Wer sich davon nicht abschrecken lässt und Geschichte studiert, erlebt eine Enttäuschung anderer Art. Viele Wissenschaftler verlieren sich in ihren Quellen. In der Flut aus teils widersprüchlichen Details geht ihr Blick fürs Ganze verloren. Zudem sind die meisten Historiker lausige Stilisten. Angenehm lesbare Werke wie »Die Stabilisierungsmoderne« des viel zu früh verstorbenen Heinz Dieter Kittsteiner sind die Ausnahme. Professoren, die Geschichte erzählen, sind leider selten gute Geschichtenerzähler.
Da lohnt sich ein Blick über die Wissenschaft hinaus. Wer Historie jenseits von Faktenhuberei erkunden will, erfährt in der Literatur eine Menge über die jeweilige Zeit und ihren Geist oder Ungeist. Manchmal geschieht sogar der Glücksfall, dass ein Schriftsteller nicht die Fiktion, sondern die Fakten sprechen lässt. Der Literat wird zum Sachbuchautor. Und mit einem Mal löst sich trockene Geschichte in zahllose spannende Geschichten auf.
»Die Welt von Gestern – Erinnerungen eines Europäers« ist solch ein Glücksfall. Als das Buch im Sommer 1942 in Schweden erscheint, ist sein Verfasser, der österreichische Schriftsteller Stefan Zweig, bereits tot. Wenige Monate zuvor haben er und seine Frau den Freitod gewählt. Als Juden, denen nur die Flucht nach England und schließlich nach Brasilien geblieben war, hatten sie die Hoffnung auf eine bessere Zukunft aufgegeben. Bereits im Vorwort konstatiert Zweig: »Wir haben den Katalog aller nur denkbaren Katastrophen durchgeackert von einem zum anderen Ende (und sind noch immer nicht beim letzten Blatt).« Er sollte recht behalten. Den Holocaust erlebte er nicht mehr.

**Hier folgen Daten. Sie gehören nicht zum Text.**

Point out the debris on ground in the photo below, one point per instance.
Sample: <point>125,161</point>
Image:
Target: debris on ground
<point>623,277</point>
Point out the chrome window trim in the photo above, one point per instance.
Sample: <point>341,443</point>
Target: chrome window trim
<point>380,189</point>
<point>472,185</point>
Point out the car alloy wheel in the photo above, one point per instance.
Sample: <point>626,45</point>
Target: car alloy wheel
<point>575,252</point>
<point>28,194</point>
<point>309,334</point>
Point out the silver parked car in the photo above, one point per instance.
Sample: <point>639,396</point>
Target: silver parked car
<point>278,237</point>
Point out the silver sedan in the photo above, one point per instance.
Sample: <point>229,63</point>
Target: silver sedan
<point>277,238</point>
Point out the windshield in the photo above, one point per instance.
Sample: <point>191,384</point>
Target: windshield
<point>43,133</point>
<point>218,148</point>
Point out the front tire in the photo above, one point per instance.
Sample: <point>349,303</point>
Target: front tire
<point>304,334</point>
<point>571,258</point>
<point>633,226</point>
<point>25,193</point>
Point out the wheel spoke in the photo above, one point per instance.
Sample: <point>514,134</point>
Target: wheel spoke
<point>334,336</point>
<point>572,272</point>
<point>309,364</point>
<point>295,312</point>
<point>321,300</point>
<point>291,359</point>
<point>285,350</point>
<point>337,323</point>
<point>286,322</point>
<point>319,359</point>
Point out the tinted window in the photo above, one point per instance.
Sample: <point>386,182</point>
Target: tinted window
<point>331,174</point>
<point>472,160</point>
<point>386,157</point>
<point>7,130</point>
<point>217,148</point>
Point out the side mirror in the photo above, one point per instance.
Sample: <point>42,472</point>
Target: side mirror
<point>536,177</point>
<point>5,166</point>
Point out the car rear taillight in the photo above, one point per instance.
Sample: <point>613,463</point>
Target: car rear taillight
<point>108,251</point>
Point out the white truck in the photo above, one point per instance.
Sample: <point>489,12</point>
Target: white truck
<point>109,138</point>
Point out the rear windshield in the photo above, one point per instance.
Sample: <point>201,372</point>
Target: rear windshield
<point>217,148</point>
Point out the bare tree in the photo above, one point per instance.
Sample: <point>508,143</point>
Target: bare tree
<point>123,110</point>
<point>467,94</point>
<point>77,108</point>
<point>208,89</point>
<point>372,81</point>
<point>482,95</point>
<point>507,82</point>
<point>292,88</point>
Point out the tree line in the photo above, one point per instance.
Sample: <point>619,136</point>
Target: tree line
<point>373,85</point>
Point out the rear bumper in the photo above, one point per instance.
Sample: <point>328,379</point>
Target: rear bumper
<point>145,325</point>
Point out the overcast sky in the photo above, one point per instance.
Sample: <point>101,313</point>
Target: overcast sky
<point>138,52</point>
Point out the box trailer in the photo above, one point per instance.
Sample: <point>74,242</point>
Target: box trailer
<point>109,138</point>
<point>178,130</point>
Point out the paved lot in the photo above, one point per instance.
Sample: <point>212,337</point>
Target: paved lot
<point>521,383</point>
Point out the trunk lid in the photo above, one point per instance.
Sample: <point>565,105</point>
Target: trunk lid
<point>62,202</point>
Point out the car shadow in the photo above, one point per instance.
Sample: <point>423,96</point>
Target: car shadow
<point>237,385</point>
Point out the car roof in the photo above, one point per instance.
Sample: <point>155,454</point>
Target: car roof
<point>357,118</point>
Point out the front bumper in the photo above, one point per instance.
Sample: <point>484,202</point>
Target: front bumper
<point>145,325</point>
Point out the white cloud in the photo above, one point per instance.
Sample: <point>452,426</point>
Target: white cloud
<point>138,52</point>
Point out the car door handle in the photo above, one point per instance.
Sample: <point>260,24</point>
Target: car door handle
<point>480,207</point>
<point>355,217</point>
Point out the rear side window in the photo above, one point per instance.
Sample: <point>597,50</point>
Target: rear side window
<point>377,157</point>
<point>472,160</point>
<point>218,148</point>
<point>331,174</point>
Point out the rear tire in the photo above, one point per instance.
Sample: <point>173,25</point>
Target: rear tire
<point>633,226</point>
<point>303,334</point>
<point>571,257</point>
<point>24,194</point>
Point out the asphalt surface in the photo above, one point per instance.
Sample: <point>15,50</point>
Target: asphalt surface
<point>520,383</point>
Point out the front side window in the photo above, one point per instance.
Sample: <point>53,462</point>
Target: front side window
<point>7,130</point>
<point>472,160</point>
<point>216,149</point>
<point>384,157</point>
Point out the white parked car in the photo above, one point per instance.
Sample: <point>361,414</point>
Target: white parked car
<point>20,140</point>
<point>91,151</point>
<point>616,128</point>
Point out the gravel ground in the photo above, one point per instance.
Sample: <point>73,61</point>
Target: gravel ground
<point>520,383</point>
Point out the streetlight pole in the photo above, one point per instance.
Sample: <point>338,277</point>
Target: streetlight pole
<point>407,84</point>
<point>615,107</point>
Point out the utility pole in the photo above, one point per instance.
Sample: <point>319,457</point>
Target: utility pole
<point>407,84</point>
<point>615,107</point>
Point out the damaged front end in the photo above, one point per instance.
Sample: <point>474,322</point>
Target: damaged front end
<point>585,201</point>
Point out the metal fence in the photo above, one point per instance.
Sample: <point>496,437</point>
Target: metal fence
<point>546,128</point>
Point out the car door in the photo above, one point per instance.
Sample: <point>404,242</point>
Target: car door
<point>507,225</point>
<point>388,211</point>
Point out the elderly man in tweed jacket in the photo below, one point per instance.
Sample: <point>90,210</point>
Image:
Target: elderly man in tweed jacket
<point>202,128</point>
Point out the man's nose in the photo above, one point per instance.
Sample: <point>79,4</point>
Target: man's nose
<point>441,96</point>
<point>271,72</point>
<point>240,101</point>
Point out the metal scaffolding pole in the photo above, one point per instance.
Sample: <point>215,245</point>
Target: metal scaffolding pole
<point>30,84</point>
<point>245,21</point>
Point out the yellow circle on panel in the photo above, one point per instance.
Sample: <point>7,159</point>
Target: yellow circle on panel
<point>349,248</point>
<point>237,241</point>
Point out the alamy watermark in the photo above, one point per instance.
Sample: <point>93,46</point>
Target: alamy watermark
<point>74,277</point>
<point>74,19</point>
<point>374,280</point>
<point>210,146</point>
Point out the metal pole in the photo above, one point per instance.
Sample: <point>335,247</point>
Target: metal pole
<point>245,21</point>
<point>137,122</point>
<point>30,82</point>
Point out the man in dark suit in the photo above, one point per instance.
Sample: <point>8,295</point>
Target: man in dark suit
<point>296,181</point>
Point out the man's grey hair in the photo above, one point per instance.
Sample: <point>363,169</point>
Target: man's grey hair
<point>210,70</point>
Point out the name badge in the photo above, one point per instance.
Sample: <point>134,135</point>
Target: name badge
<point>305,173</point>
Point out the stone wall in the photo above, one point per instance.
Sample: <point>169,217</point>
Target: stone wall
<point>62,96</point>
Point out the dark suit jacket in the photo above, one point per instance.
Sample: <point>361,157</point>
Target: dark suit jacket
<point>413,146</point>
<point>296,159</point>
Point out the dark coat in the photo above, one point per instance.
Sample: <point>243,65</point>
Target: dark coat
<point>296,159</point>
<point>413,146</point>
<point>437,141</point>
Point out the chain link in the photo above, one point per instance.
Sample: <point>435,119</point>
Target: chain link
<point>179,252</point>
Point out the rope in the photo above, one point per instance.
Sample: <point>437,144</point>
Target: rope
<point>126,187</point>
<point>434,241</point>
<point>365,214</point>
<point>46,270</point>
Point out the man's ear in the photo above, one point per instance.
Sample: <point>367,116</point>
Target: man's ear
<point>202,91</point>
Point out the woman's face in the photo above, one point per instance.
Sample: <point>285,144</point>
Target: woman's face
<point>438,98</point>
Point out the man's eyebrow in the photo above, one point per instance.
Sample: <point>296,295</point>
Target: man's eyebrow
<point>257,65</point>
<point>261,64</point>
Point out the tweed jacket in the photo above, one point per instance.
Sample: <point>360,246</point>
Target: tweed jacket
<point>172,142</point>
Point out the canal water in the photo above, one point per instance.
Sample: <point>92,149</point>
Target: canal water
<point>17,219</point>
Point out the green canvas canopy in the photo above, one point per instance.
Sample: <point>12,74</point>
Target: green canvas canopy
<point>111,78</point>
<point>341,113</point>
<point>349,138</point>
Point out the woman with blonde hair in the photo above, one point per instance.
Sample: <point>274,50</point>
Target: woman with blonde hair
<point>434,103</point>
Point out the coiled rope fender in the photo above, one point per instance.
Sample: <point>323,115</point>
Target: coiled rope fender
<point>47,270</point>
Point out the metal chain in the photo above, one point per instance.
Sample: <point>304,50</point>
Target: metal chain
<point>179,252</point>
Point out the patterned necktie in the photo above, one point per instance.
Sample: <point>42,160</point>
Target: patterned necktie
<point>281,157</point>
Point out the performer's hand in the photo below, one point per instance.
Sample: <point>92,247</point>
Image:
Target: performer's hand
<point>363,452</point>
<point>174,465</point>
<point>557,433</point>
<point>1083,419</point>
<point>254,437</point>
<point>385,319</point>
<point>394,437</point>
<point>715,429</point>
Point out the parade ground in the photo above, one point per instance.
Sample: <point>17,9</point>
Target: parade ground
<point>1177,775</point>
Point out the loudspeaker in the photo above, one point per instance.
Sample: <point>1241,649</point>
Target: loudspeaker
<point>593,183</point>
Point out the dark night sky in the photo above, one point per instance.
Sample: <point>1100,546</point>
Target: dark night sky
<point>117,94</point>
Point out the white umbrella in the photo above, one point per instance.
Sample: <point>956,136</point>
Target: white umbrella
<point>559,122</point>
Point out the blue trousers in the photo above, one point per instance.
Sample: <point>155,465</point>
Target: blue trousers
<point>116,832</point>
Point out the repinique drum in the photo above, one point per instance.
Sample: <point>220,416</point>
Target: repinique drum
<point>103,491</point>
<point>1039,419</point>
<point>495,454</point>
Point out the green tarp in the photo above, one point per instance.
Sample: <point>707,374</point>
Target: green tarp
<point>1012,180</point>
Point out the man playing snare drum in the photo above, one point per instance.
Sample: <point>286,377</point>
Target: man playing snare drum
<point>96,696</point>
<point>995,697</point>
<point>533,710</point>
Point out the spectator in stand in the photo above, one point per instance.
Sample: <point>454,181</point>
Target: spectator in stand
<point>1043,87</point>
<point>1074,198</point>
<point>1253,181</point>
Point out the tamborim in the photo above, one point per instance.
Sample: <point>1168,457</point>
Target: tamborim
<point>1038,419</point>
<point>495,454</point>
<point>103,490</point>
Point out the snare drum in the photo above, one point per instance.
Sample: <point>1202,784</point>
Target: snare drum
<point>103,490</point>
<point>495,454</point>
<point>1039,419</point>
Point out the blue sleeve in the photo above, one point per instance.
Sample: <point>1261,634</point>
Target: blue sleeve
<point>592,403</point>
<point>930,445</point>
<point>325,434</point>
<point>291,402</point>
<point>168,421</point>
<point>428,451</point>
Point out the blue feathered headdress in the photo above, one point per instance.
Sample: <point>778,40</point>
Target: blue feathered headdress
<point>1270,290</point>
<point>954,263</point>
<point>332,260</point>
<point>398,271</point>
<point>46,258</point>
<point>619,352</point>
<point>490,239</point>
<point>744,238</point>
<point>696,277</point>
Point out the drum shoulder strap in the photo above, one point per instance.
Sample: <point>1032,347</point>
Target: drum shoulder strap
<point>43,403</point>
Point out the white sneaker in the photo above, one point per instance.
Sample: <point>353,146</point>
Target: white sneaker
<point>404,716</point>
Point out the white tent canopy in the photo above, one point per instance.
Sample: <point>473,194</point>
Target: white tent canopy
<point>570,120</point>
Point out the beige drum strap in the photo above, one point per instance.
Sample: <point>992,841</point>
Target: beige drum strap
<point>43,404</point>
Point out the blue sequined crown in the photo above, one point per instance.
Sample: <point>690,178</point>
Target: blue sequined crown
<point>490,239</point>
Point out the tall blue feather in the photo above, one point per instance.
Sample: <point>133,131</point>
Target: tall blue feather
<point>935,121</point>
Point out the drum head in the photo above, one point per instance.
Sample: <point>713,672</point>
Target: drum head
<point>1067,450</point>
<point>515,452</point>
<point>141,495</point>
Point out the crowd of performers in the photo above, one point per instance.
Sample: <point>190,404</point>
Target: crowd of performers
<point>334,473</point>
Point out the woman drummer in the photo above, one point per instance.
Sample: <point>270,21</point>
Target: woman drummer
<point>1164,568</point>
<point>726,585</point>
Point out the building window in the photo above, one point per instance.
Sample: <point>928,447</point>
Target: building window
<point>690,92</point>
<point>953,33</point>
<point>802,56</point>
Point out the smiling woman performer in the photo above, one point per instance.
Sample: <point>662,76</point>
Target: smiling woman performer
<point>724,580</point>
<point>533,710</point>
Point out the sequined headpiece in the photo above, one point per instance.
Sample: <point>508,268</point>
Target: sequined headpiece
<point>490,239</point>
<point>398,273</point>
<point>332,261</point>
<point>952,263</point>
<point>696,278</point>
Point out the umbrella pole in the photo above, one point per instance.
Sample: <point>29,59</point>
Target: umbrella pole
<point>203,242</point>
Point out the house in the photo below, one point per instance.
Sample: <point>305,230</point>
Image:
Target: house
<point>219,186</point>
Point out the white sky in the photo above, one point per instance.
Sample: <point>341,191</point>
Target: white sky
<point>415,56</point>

Begonnen hatte Zweig mit seinen Erinnerungen 1939. Eine Autobiografie ist es nicht. »Ich habe meiner Person niemals so viel Wichtigkeit beigemessen, dass es mich verlockt hätte, anderen die Geschichte meines Lebens zu erzählen«, stellt er bereits im ersten Satz klar. Und an anderer Stelle betont er, er hätte gern von Gesprächen mit Gerhart Hauptmann, Arthur Schnitzler und weiteren Literaten berichtet. Doch »heute erscheinen mir längst jene Männer meiner Jugend, die meinen Blick auf das Literarische hinlenkten, weniger wichtig als jene, die ihn weglenkten zur Wirklichkeit.«
Diese Wirklichkeit verlangte dem Autor einiges ab, vor allem Offenheit und Anpassungsfähigkeit. Geboren 1881 in Wien erlebte er noch die über 640 Jahre währende Habsburgermonarchie. Er wurde Zeuge, wie diese vertraute, sichere Welt mit dem Ersten Weltkrieg zusammenbrach. Wie der verlorene Krieg in der Inflation, in der Weltwirtschaftskrise, im Faschismus und schließlich im Zweiten Weltkrieg mündete. All das weiß man aus dem Geschichtsunterricht.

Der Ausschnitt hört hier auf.